You can read all about the calendar here. Then we have posts about individual months:
The second summer month in the Old Icelandic calendar begins on a Saturday between the 19th and 25th of May.
Two names are known for this month: skerpla and eggtíð. The month’s name is not as old as þorri, for example. The oldest source for þorri is from the 12th century, but skerpla is only known from the 17th century. However, eggtíð is known from Snorri’s Edda in the 13th century, where it is also named stekktíð.
The End of Spring and Beginning of Summer
Despite there only being officially two seasons in the old Icelandic calendar, Icelanders still didn’t really believe that summer started right away.
Between the 31st of May and the 6th of June, which marked approximately two weeks into skerpla, it became customary for migrant workers or individuals seeking to change their workplace to relocate to their next destination.
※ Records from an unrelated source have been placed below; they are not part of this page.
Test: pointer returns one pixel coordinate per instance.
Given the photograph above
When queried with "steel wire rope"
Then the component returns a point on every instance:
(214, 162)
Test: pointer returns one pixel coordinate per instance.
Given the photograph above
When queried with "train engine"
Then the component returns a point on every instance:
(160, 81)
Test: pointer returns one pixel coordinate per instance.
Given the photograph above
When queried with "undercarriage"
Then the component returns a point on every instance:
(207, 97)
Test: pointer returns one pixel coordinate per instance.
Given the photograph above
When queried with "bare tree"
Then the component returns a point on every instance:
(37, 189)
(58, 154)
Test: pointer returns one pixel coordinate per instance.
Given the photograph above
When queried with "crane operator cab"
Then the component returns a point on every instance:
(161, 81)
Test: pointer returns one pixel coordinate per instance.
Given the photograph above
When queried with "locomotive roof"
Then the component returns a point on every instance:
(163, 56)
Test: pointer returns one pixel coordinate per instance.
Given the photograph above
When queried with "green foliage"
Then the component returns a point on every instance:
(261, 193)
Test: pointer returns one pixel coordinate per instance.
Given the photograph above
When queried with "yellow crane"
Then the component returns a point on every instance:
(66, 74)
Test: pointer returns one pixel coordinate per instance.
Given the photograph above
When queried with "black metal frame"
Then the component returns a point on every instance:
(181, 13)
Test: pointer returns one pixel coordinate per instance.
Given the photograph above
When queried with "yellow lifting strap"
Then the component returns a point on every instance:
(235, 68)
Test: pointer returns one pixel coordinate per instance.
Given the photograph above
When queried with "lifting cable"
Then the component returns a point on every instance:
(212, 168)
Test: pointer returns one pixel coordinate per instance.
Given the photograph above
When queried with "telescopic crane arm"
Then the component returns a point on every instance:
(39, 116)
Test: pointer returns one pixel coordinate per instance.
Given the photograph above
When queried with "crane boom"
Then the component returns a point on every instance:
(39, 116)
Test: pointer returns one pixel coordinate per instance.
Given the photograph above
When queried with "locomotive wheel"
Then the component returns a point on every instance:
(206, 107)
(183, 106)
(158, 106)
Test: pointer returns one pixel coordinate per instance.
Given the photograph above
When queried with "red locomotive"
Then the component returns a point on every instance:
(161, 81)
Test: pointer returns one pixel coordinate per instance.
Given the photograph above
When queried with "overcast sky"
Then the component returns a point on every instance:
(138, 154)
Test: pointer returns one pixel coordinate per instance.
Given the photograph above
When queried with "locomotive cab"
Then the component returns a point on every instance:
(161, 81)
This time was called “fardagar”, or travel days. It is unknown why or when it was decided that people should all move simultaneously. But it was easier for everyone to have a set time to move. According to Snorri’s Edda, the travel days were in the middle of skerpla and at the end of spring and the beginning of summer.
The custom of “fardagar” is so old that it is mentioned in the Old Icelandic Sagas, and there it is said it was a custom in Norway as well. So, it is most likely that this custom was something people did ever since the settlement age.
Is it skerpla or eggtíð? Or is it stekktíð?
The name skerpla is younger than eggtíð and stekktíð. As we said above, the name skerpla is probably only from the 17th century. At the same time, eggtíð and stekktíð are mentioned in Snorri’s Edda. However, the names could, of course, be much older.
Eggtíð means egg season, and stekktíð refers to new-born lambs being free to roam during the day to suckle from their mother. At night they were locked in a “stekkur” or a pen. The lambs were put in the small pen during the night so farmers could milk the ewes.
So, both names are connected to which chores people had to do in that month.
Snorri’s month names possibly weren’t what people called the months day to day as they often described the season. Such as sólmánuður, the following month after skerpla – “sun month”. It starts at the end of June, around the year’s longest day.
The origin of the word skerpla isn’t as clear, but the oldest sources are since the 17th century. It is believed it is derived from the adjective “skarpur” or “sharp” and the noun “skerpa”, which is related to a Norwegian word meaning badlands. It can thus be surmised it refers to little vegetation during spring.
There are no special holidays connected with this month. But, even if we have celebrated the beginning of summer already in April, we can definitely say that summer has now begun.